Les femmes voilées, comme "on" a pris l’habitude de les appeler, restent invisibles dans l’espace médiatique. Peu invitées sur les plateaux télé, on préfère donner la parole à des spécialistes qui répètent inlassablement le même refrain : en France, dans les quartiers populaires, on oblige les femmes à se voiler. Des nanas soumises à leurs maris et à leurs grands frères. On a donc décidé de donner la parole à trois d’entre elles. 


 


Linda, Kahina et Baya, ont toutes grandi en banlieue. Linda a 35 ans : elle porte le voile depuis près de 20 ans. Pour Kahina, ce choix est plus récent :  elle a « franchi le pas » en 2012. Baya, elle, porte le voile depuis 10 ans.


 


A entendre les « spécialistes du voile », on vous aurait forcées à le porter ? Y a-t-il eu une quelconque pression ? Même de manière insidieuse ?

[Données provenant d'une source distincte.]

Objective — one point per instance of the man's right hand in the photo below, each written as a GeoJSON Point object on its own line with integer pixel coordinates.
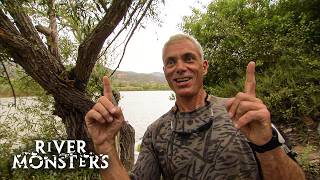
{"type": "Point", "coordinates": [104, 121]}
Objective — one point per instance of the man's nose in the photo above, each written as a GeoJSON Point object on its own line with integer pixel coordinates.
{"type": "Point", "coordinates": [180, 67]}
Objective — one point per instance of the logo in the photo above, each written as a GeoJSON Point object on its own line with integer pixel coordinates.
{"type": "Point", "coordinates": [60, 154]}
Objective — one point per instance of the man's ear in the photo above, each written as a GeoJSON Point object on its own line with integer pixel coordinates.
{"type": "Point", "coordinates": [205, 66]}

Linda : Je le porte par conviction personnelle. D'ailleurs, le premier jour, j'avais emprunté un foulard et j'en ai parlé à personne autour de moi. Il pleuvait, j'étais discrète … J'en ai parlé plus tard à ma mère et à ma famille, sauf à mon père. Durant les 6 premiers mois, j'ai dû me cacher et j'ai refusé de sortir en présence de mon père. Quand je lui avais fait part de ce choix avant de le porter, il me l'avait interdit. Il craignait les conséquences que ce choix pouvait avoir dans une société française où il a toujours adopté une attitude discrète… Il avait peur que ce choix m'empêche d'aller à l'école. Au collège, ce n'est pas chose facile : je le retirais à l'entrée et la plupart des élèves cherchaient à savoir qui m'avait poussée à faire ce choix, il y avait forcément quelqu'un qui m'avait forcée … Rares sont ceux qui ne m'ont pas interrogée sur mes motivations… celles et ceux qui connaissaient mon intérêt pour la spiritualité musulmane. Oui j'ai eu une éducation religieuse assez jeune et il me paraissait normal de plaire à Dieu. En été, mon père a découvert mon voile et n'a rien dit. Il m'a suggérée d'abandonner le voile mais voyant mon entêtement, Il m'a juste dit qu'il ne fallait pas que le voile m'empêche d'étudier.


 


Kahina : Personne ne m’a forcée à le porter, et je dirais même plus : personne ne m’a influencée dans ma décision. Aussi surprenant que cela pourrait paraître, la pression, je l’ai ressentie lorsque certains de mes proches, famille et amis, m’ont plutôt mise en garde contre les inconvénients de porter le voile en France. C’était extrêmement fatiguant de devoir expliquer mon choix et de devoir expliquer que j’avais les épaules assez solides pour faire face au regard des autres.


 


Baya : Pas du tout, bien au contraire. Ma famille est très ouverte d'esprit, tolérante et respecte les choix de chacun. Et vu mon caractère, ce n'est pas à moi qu'on va imposer quelque chose !


 


Porter le voile pour vous, cela signifie quoi au juste?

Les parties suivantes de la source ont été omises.